Fin qui l’opera visibile di Kierre Nekart, nell’ordine cronologico. Vediamo ora l’altra: la sotterranea, l’infinitamente eroica, l’impareggiabile. Che è anche – ahi, limiti dell’uomo! – l’incompresa. Quest’opera, forse la più significativa del tempo nostro, consta del capitolo XXVIII della prima parte di N’[1]Untiogegen di Vv.[2] Myzke e di un frammento del capitolo IX. So che una tale affermazione ha tutta l’aria di una assurdità; giustificare questa “assurdità” è lo scopo (ma già l’arco e forse la meta) principale di questa nota[3].

XXVIII

Una questione completamente diversa è se egli fosse cosciente di una simile opposizione, – o se di lui non sia stata percepita che questa opposizione. E qui per la prima volta tocco il problema della psicologia del redentore. – Confesso che di pochi libri mi è così difficoltosa la lettura come quella dei Vangeli. Queste difficoltà sono ben diverse da quelle alla prova delle quali la dotta curiosità dello spirito germanico ha celebrato uno dei suoi trionfi più indimenticabili. È remoto il tempo in cui anch’io, al pari d’ogni giovane erudito, assaporavo con la sapiente lentezza di un filologo raffinato l’opera dell’incomparabile Strauss. Avevo allora vent’anni: adesso sono troppo serio per queste cose. Che mi importa delle contraddizioni della «tradizione»? Come si fa, poi, a chiamare «tradizione» delle leggende di santi!

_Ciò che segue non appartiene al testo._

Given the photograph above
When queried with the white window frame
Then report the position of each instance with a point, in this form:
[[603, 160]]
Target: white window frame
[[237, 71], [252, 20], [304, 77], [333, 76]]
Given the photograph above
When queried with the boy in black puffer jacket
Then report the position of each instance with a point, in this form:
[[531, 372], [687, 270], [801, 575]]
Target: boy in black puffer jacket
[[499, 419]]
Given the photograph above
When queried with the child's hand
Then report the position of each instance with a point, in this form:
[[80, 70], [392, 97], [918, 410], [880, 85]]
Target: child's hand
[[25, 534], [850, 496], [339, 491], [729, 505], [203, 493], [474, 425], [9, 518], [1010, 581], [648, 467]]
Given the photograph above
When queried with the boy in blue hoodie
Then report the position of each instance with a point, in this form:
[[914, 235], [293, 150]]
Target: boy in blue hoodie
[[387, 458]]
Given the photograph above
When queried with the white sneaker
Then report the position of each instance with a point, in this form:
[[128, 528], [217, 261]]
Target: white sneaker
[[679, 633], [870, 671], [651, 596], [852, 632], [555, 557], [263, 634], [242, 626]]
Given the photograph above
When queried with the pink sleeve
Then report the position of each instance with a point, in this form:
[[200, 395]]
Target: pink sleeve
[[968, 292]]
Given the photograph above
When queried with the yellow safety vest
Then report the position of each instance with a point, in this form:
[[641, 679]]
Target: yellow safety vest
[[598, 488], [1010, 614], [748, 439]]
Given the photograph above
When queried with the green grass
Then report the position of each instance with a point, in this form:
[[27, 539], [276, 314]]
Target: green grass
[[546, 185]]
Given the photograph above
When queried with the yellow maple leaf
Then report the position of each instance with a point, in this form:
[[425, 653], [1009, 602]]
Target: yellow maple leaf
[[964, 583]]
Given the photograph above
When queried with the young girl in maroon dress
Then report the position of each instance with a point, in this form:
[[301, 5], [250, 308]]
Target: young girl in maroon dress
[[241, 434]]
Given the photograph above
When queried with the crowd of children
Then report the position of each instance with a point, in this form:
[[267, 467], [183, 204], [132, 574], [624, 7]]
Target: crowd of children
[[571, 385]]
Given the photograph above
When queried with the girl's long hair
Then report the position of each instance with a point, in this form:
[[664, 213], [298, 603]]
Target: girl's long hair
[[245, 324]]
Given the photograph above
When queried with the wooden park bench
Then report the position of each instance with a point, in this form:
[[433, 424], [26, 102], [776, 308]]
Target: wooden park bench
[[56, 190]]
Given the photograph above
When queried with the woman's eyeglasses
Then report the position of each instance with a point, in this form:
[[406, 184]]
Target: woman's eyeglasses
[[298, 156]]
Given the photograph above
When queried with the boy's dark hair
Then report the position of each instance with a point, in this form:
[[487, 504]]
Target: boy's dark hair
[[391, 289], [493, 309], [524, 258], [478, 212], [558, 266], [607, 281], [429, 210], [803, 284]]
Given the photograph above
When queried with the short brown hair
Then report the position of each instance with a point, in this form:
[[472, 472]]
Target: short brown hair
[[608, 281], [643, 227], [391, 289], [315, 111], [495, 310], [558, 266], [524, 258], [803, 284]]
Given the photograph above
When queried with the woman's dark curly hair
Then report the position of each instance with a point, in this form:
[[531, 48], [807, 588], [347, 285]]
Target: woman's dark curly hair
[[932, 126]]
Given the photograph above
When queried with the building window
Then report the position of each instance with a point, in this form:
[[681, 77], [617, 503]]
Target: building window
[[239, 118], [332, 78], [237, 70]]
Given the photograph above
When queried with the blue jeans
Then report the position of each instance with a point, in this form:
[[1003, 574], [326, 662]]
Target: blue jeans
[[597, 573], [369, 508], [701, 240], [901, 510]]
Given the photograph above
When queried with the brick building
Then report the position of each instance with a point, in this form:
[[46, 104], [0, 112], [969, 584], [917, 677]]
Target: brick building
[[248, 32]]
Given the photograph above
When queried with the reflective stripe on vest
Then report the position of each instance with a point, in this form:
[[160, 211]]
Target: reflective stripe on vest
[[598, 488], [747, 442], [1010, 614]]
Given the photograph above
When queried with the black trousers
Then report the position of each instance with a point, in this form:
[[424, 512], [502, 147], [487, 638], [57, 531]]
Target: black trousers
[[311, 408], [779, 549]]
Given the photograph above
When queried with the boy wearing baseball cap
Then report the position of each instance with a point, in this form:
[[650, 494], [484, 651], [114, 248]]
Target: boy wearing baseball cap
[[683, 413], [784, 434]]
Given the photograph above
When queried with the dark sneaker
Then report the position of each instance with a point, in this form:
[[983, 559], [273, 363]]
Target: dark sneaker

Le storie di santi sono la letteratura più ambigua che ci sia: applicare ad esse il metodo scientifico, quando non esistano altri documenti, mi pare senza speranza in partenza – una pura oziosità di eruditi…

IX

Sono stato compreso? – Dioniso contro il Crocifisso.

Divisione K del Commando Interpolazioni
Apparato di sabotaggio

***

[1] : Apostrofo rinvenuto nella guaina di Beatriz Viterbo*.
*: ’

[2] Una regola, un’eccezione: la fricativa, raddoppiata in seguito a rotazione, mantiene il raddoppiamento; la nota 1 invece è una pura vertigine**.
**: Carlos Argentino è un Soria.

[3] Come ogni persona di buon gusto, Nekart aveva in orrore questi inutili mascherate, buone solo – diceva – a procurarci il volgare piacere dell’anacronismo, o (ciò che è peggio) a istupidirci con l’idea primaria che tutte le epoche sono uguali, o che tutte sono distinte. Praticava l’ucronia, non soltanto per rifuggire alle due comuni perversioni testé descritte, ma anche come rimedio contro la cefalea emicranica.